1. What is the title of your Work in Progress?
2. Where did the idea come from for the book?
Well, for starters, it wasn’t always a book. It started out as a short story. My response to a particularly bad season of wildfires—one actually got very close to my house. I wondered what it would be like to live under threat of fires all the time, how that would define you as a person and shape your culture. And the idea evolved from there.
3. What genre does your book fall under?
YA Science Fiction
4. Which actors would you choose to play your characters in a movie rendition?
Let’s see if it gets picked up first.
5. What is a one-sentence synopsis of the book?
I hate writing these. How about a paragraph?
Tanwen’s father trained her to be a survivor, but the colony will train her to be a spy. When a rogue collective takes aim at the colony’s water supply, she’s ordered to infiltrate enemy territory. Away from her family and friends, Tanwen must come to terms with all she thought she knew about her life. And when her mission objective changes from recon to sabotage, she’ll learn what’s really worth saving.
6. Will your book be self-published or represented by an agency?

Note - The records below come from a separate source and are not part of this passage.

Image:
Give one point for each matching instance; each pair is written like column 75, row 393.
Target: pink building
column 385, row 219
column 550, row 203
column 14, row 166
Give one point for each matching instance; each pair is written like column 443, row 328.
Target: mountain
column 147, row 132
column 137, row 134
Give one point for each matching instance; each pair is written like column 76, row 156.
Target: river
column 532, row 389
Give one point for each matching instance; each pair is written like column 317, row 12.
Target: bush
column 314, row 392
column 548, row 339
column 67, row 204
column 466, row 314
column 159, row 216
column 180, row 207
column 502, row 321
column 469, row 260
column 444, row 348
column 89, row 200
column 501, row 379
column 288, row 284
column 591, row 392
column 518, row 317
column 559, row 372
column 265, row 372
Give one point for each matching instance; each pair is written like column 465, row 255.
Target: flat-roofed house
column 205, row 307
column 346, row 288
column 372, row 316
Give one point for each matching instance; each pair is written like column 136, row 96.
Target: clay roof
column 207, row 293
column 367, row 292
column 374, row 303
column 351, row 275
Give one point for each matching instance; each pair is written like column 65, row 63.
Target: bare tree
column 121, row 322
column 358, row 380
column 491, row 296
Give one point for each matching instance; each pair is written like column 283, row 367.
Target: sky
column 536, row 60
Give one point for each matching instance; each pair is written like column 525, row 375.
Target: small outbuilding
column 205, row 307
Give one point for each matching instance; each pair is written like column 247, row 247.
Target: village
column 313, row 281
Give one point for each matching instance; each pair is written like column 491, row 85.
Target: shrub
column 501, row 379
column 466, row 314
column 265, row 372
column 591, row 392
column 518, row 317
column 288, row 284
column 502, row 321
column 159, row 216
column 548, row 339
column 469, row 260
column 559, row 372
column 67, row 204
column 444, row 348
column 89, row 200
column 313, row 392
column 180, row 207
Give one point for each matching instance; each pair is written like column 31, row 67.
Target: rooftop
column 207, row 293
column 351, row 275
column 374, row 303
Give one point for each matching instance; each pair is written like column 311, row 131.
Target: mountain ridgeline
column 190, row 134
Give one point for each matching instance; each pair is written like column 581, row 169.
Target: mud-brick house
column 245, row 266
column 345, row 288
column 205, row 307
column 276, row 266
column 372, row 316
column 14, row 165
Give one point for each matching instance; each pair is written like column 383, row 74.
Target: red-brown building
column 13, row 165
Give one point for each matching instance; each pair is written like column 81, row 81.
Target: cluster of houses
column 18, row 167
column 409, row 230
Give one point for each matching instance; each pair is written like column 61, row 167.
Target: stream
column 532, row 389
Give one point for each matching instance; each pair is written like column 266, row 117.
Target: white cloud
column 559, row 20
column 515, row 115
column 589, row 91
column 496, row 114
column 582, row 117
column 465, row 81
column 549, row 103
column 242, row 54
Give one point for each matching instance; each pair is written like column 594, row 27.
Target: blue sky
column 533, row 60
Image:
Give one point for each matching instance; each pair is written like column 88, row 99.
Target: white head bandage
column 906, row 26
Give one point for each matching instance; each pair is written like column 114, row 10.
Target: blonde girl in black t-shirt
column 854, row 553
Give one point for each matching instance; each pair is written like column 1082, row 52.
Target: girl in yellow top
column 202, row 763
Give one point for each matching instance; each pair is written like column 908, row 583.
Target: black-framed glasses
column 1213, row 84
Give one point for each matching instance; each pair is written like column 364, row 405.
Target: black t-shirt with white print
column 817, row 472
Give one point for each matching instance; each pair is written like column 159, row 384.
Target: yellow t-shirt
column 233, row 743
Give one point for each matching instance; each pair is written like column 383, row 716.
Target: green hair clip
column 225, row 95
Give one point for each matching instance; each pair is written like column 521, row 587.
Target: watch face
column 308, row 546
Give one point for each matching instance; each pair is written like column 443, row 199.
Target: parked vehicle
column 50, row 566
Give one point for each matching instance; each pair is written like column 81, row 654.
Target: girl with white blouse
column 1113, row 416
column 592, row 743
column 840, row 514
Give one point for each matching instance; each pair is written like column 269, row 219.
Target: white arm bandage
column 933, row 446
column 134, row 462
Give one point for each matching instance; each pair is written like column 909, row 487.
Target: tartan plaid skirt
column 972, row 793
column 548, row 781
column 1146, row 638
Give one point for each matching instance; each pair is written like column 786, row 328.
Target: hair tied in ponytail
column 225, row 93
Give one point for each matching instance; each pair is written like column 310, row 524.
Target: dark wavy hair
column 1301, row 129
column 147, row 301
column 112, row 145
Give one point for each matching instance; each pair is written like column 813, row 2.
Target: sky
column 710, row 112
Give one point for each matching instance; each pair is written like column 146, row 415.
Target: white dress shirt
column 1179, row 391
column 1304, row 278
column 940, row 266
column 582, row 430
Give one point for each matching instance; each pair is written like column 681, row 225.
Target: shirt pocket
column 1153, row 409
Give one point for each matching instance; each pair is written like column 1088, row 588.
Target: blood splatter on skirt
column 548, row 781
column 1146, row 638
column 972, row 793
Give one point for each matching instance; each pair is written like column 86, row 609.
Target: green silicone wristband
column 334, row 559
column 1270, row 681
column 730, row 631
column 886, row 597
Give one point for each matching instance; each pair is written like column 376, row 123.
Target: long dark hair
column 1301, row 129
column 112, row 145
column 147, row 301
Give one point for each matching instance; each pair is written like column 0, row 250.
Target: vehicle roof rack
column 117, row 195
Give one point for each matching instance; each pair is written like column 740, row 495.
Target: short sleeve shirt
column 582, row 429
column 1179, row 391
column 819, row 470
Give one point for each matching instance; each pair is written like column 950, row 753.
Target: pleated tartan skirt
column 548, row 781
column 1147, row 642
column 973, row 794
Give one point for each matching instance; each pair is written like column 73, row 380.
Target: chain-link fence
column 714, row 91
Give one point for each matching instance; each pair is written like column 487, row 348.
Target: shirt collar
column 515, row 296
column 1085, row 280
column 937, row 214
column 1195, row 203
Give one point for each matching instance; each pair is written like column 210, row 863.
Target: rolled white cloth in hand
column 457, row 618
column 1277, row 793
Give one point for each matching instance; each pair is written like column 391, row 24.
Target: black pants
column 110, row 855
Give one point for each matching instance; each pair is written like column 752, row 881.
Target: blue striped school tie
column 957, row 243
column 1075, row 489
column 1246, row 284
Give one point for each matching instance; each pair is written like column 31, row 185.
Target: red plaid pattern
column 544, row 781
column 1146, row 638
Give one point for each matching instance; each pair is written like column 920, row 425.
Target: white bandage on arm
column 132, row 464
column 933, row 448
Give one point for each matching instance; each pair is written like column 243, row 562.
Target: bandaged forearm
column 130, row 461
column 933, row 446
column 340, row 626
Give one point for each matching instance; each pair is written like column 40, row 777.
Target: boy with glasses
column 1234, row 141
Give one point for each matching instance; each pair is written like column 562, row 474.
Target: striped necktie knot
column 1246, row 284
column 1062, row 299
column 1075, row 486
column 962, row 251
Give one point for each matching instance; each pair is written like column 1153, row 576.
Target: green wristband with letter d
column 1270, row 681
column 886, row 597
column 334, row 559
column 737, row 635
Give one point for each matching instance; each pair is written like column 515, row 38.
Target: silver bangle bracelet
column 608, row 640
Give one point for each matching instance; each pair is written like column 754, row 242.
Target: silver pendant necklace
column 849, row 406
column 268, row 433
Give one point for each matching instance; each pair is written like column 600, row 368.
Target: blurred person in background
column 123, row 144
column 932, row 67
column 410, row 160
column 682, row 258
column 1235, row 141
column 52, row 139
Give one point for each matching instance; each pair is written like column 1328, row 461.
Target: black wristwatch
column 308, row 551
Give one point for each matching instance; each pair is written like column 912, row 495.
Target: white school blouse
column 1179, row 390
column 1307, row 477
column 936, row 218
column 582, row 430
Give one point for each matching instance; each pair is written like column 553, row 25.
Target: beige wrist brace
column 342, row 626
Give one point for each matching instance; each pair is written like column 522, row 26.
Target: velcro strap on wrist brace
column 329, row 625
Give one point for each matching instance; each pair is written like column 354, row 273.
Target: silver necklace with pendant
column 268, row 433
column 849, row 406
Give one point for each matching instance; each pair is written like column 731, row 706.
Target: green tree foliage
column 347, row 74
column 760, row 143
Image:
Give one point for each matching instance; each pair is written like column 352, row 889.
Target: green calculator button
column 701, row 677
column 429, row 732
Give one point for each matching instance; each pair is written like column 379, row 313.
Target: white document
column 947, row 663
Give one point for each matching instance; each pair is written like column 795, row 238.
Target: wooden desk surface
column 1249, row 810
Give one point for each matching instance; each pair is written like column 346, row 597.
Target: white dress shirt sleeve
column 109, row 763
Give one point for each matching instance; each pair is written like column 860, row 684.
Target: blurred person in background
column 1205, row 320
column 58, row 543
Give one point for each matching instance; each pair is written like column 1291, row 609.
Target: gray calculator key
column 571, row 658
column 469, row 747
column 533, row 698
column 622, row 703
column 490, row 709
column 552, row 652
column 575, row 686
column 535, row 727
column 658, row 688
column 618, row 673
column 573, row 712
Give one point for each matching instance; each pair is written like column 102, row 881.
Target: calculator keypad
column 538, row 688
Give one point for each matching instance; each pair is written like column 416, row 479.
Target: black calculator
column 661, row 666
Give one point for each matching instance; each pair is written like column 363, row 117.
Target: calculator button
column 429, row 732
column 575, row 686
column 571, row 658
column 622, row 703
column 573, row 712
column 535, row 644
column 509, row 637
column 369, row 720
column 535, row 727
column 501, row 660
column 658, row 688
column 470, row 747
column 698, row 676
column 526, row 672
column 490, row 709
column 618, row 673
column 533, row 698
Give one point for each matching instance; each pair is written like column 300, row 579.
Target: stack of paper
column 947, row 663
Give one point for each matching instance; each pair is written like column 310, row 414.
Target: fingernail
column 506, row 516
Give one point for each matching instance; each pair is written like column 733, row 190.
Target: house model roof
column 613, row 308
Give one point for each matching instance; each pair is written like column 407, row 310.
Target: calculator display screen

Representation, I hope. One day. Fingers crossed!
7. How long did it take you to write the first draft of the manuscript?
The idea was kicking around in my head Spring/Summer of 2011. Starting in Fall 2011, I started treating it as a novel and had a full draft by late Spring 2012. It’s complete and polished and I’m largely pleased with it, but still making the occasional tweak.
8. What other books would you compare this story to in your genre?
The dreaded comparables question? I think this meme hates me ;)
9. Who or what inspired you to write this book?
See Q2. I also wanted to explore a couple different themes:
- Sacrificing what you want for the good of the community
- How specialized education/skillsets can lock you into unwanted trajectories
- We don’t have to repeat the mistakes of our parents
- Grief and all the different shapes it takes
- And, of course, hope in the future
10. What else about your book might pique the reader’s interest?
The southwestern setting is a huge part of the story, despite its SF trappings. Many elements are rooted in the culture and the people who make the high desert their home—and some things were ripped straight from the headlines. Granted most readers won’t care about all that, but it was important for me to have that extra layer of authenticity.
I also wanted to present a possible, if not probable, apocalyptic scenario because so many other books gloss over what happens in the past. In Fireproof, the connections between what happened and its impact on the resulting society are tightly drawn, showing the messy transition from apocalyptic event to resulting post-apocalyptic society. One of my trusted readers called it a pre-post-apocalyptic story, which is awkward to say, but in some ways accurately captures my intention.
Thanks again to Fran Wilde for tagging me!